[CP2K:8075] SCF, MD run-time verses atomic species.

hut... at chem.uzh.ch hut... at chem.uzh.ch
Thu Aug 18 14:05:53 CEST 2016


Hi

The PBE-D3 setup looks fine.

Yes, 10-20 SCF iterations during an MD are on the very high end for
such a well behaved system. I would try the following setup (in case you
don't use it already)

&QS
  ....
  EXTRAPOLATION ASPC
  EXTRAPOLATION_ORDER  4
&END QS

&OT
   PRECONDITIONER FULL_SINGLE_INVERSE
   MINIMIZER DIIS
&END OT

regards

Juerg
--------------------------------------------------------------
Juerg Hutter                         Phone : ++41 44 635 4491
Institut für Chemie C                FAX   : ++41 44 635 6838
Universität Zürich                   E-mail: hut... at chem.uzh.ch
Winterthurerstrasse 190
CH-8057 Zürich, Switzerland
---------------------------------------------------------------

-----cp... at googlegroups.com wrote: -----To: cp2k <cp... at googlegroups.com>
From: Simiam Ghan 
Sent by: cp... at googlegroups.com
Date: 08/18/2016 01:08AM
Subject: Re: [CP2K:8075] SCF, MD run-time verses atomic species.
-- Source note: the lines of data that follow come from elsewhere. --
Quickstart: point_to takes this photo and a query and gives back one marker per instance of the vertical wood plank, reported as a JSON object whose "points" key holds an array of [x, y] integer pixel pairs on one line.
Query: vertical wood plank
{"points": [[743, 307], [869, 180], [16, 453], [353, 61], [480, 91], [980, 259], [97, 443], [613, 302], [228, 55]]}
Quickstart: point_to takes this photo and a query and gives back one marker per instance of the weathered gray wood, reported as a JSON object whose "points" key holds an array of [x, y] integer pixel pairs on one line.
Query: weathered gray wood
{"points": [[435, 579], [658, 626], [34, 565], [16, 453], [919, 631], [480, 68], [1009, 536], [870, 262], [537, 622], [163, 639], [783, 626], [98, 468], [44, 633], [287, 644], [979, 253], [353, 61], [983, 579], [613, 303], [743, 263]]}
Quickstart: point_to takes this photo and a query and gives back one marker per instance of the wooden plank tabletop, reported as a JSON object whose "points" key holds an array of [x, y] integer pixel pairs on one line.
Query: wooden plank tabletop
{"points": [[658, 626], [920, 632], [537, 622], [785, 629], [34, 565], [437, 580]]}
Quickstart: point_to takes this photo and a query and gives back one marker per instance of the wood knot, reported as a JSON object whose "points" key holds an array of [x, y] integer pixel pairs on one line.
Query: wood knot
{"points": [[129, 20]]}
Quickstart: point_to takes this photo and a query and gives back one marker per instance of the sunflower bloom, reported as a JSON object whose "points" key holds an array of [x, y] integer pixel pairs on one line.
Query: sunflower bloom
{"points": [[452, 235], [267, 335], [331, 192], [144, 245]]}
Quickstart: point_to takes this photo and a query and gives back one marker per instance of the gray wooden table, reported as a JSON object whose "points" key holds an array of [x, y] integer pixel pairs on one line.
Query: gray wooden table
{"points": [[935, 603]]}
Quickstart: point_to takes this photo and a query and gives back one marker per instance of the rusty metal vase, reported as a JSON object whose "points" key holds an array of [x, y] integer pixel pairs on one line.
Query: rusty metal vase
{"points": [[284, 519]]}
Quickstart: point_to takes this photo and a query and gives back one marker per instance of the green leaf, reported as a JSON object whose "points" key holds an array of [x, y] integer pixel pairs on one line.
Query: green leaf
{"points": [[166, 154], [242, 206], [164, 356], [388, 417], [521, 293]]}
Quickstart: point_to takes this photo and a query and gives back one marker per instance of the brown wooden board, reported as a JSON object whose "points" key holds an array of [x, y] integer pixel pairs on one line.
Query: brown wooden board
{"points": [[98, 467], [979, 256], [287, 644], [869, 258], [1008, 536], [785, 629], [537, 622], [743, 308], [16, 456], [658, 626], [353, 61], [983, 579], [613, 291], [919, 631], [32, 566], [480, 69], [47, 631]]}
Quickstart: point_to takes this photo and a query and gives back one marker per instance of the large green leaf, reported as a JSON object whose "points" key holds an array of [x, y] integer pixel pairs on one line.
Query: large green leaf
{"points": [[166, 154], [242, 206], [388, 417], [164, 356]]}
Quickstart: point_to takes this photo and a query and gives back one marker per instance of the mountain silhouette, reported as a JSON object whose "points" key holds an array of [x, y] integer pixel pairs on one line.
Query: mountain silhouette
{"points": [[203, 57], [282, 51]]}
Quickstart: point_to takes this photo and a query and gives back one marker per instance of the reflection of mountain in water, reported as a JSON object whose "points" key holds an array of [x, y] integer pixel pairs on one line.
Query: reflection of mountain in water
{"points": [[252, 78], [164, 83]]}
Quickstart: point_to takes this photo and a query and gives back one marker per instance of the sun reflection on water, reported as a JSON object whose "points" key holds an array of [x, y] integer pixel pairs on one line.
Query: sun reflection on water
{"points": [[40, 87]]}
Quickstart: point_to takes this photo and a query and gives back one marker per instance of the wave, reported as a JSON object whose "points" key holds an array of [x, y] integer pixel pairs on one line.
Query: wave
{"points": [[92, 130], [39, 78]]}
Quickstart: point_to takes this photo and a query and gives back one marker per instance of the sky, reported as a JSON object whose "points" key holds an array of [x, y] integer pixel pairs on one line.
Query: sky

Hello Juerg,Thank you for your reply.  I added REFERENCE_C9_TERM .TRUE.  to the vdw section as you suggested and found that my MD simulation became twice (!) as fast.   That is, time per MD step went from ~60 sec to ~30 sec for box of water with 64 molecules and K,Cl ions.  I made a quick comparison of Energy_Force results with and without this flag and indeed forces and energies do not change significantly.   This is great news.  Why is this not a default?  What's the catch?   Also, would you say this is now a correct way to declare a PBE-D3 setup?
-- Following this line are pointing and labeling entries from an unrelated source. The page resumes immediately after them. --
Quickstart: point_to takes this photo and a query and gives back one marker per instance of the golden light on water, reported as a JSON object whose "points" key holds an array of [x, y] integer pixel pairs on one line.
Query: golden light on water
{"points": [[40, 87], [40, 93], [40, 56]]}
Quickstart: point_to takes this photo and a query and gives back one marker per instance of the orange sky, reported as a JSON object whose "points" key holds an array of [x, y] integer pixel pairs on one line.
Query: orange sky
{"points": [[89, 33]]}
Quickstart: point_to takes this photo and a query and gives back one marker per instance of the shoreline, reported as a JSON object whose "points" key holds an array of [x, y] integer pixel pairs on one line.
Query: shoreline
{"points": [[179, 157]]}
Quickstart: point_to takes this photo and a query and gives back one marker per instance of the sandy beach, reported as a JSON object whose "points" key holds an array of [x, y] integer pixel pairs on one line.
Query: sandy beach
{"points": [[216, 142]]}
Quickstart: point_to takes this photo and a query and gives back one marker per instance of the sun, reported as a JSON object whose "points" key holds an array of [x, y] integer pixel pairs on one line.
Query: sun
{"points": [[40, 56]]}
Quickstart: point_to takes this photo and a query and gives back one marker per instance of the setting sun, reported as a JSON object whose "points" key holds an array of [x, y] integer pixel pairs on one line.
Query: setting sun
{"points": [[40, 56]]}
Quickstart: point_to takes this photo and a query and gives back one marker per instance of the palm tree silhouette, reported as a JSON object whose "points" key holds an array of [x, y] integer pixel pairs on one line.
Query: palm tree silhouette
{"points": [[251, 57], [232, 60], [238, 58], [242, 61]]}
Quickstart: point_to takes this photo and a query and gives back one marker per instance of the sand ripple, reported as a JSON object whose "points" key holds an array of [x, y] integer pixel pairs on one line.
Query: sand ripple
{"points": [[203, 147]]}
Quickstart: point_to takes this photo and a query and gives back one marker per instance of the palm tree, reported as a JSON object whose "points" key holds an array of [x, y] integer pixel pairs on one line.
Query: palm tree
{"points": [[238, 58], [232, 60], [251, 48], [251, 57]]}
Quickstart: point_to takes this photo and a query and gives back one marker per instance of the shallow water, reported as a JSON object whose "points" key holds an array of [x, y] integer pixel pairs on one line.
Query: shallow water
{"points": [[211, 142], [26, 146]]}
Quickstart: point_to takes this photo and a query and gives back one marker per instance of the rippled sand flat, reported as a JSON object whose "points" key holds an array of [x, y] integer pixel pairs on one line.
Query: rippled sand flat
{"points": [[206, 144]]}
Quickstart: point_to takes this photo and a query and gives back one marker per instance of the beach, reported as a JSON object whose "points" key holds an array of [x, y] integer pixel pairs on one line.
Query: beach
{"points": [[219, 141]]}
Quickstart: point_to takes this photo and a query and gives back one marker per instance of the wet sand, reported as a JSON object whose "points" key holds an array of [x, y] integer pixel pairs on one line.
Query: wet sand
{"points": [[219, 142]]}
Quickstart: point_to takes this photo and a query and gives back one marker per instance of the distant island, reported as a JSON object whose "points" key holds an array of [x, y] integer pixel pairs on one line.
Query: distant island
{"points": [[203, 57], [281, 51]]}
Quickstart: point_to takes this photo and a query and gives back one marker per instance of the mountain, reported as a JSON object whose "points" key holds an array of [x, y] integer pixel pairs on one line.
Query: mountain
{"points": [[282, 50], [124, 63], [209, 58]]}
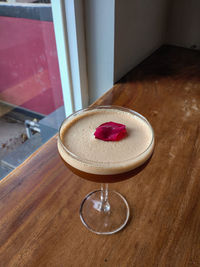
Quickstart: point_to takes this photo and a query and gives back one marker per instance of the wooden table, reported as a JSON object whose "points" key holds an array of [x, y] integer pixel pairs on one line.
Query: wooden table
{"points": [[40, 200]]}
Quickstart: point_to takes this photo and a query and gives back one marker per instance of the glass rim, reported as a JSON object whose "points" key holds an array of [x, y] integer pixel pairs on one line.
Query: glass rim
{"points": [[90, 162]]}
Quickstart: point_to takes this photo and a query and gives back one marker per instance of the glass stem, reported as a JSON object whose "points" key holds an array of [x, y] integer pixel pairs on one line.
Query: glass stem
{"points": [[105, 206]]}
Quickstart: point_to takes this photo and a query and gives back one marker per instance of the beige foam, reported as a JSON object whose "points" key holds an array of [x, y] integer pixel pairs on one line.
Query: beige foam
{"points": [[100, 157]]}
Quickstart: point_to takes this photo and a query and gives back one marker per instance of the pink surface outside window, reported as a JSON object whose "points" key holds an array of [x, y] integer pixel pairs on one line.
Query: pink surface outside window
{"points": [[29, 71]]}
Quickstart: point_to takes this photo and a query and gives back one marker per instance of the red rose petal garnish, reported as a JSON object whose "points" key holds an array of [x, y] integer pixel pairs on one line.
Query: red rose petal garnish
{"points": [[110, 131]]}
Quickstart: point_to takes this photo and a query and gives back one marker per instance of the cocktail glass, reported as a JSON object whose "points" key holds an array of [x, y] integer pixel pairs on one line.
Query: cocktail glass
{"points": [[104, 211]]}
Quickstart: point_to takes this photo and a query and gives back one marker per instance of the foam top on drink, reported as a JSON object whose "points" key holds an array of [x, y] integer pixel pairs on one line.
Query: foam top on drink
{"points": [[85, 152]]}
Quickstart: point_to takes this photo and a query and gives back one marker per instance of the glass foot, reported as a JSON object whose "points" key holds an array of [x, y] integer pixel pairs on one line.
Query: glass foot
{"points": [[104, 218]]}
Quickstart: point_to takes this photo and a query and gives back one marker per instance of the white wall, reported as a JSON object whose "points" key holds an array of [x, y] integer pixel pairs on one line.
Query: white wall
{"points": [[140, 27], [120, 34], [184, 23], [99, 30]]}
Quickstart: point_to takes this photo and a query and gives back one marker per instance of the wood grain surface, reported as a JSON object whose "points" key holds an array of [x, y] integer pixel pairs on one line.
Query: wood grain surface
{"points": [[40, 200]]}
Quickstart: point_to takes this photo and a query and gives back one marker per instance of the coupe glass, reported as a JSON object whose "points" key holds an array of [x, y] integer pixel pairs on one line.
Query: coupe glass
{"points": [[104, 211]]}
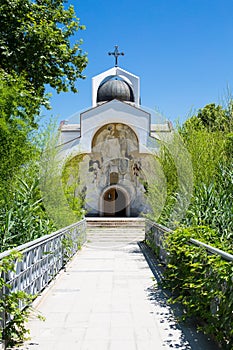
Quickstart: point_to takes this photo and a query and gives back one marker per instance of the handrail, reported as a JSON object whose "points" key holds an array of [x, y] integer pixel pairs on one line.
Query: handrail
{"points": [[36, 242], [213, 250], [158, 240], [41, 261], [44, 257]]}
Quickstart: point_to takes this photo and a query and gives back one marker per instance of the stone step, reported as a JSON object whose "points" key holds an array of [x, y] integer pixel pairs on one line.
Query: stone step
{"points": [[115, 222]]}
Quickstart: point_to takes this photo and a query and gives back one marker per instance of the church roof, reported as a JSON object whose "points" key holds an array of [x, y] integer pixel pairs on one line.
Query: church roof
{"points": [[114, 87]]}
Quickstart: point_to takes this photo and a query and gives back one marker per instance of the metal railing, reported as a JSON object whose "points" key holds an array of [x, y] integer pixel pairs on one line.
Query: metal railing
{"points": [[155, 235], [42, 259]]}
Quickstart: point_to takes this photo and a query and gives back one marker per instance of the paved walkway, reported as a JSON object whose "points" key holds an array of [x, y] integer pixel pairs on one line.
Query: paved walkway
{"points": [[107, 300]]}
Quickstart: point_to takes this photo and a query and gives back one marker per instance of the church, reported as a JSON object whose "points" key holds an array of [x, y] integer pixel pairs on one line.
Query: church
{"points": [[116, 142]]}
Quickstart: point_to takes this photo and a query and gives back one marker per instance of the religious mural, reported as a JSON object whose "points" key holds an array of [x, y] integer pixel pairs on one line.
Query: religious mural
{"points": [[114, 151]]}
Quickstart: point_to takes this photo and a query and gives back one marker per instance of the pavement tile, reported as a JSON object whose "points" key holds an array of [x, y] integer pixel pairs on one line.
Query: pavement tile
{"points": [[106, 300]]}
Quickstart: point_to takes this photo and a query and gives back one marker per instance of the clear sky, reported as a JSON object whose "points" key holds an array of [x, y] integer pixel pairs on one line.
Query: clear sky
{"points": [[182, 50]]}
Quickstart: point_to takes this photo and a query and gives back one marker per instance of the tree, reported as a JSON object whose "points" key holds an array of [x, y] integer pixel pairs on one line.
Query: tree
{"points": [[212, 118], [35, 43]]}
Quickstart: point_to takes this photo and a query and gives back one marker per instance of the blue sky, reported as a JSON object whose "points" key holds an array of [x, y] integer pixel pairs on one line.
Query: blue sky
{"points": [[182, 50]]}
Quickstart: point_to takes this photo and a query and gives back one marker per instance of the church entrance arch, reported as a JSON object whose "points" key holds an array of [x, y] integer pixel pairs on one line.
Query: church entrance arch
{"points": [[114, 202]]}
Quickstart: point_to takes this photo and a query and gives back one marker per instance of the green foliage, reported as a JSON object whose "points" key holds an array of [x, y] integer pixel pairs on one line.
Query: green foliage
{"points": [[51, 185], [34, 42], [22, 215], [211, 118], [17, 110], [74, 193], [212, 205], [201, 282], [14, 330]]}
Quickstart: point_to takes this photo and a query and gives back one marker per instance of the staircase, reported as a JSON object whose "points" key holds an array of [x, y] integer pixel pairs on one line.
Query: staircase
{"points": [[114, 232]]}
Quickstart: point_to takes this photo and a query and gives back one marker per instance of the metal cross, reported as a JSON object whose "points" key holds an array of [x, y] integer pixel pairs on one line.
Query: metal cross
{"points": [[116, 54]]}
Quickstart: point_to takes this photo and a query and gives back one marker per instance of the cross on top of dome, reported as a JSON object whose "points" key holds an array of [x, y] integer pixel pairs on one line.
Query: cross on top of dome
{"points": [[116, 54]]}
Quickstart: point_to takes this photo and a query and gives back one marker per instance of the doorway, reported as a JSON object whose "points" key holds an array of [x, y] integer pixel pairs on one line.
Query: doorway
{"points": [[115, 203]]}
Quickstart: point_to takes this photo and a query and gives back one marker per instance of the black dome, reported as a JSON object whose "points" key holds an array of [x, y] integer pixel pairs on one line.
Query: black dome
{"points": [[114, 87]]}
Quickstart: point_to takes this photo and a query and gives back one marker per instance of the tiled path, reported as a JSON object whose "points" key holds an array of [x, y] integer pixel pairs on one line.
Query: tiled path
{"points": [[107, 300]]}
&VDW_POTENTIAL         POTENTIAL_TYPE  PAIR_POTENTIAL         &PAIR_POTENTIAL           R_CUTOFF     1.5000000000000005E+01           TYPE  DFTD3           PARAMETER_FILE_NAME dftd3.dat           REFERENCE_FUNCTIONAL PBE           CALCULATE_C9_TERM  T           REFERENCE_C9_TERM  T         &END PAIR_POTENTIAL       &END VDW_POTENTIAL
Finally, I mentioned earlier that 30 scf steps were needed to converge the same box of water with ions.   I was then using EPS_SCF = 1E-06.   Reducing this to EPS_SCF = 1E-05 brought the number down to 10-20 scf necessary.  Does that still sound high?   Is the definition of EPS_SCF documented somewhere, as it is apparently not just Energy convergence. 
Cheers,Simiam Ghan



On Friday, July 1, 2016 at 3:10:52 PM UTC+3, jgh wrote:Hi



no this shouldn't be, but without more information I will have to guess.

You could also have a look at the timings at the end of the output to 

see if some routines got slower or if all parts of the run were affected.



Two things to consider:



1) Use REFERENCE_C9_TERM TRUE in order to reduce the time for vdW in MD.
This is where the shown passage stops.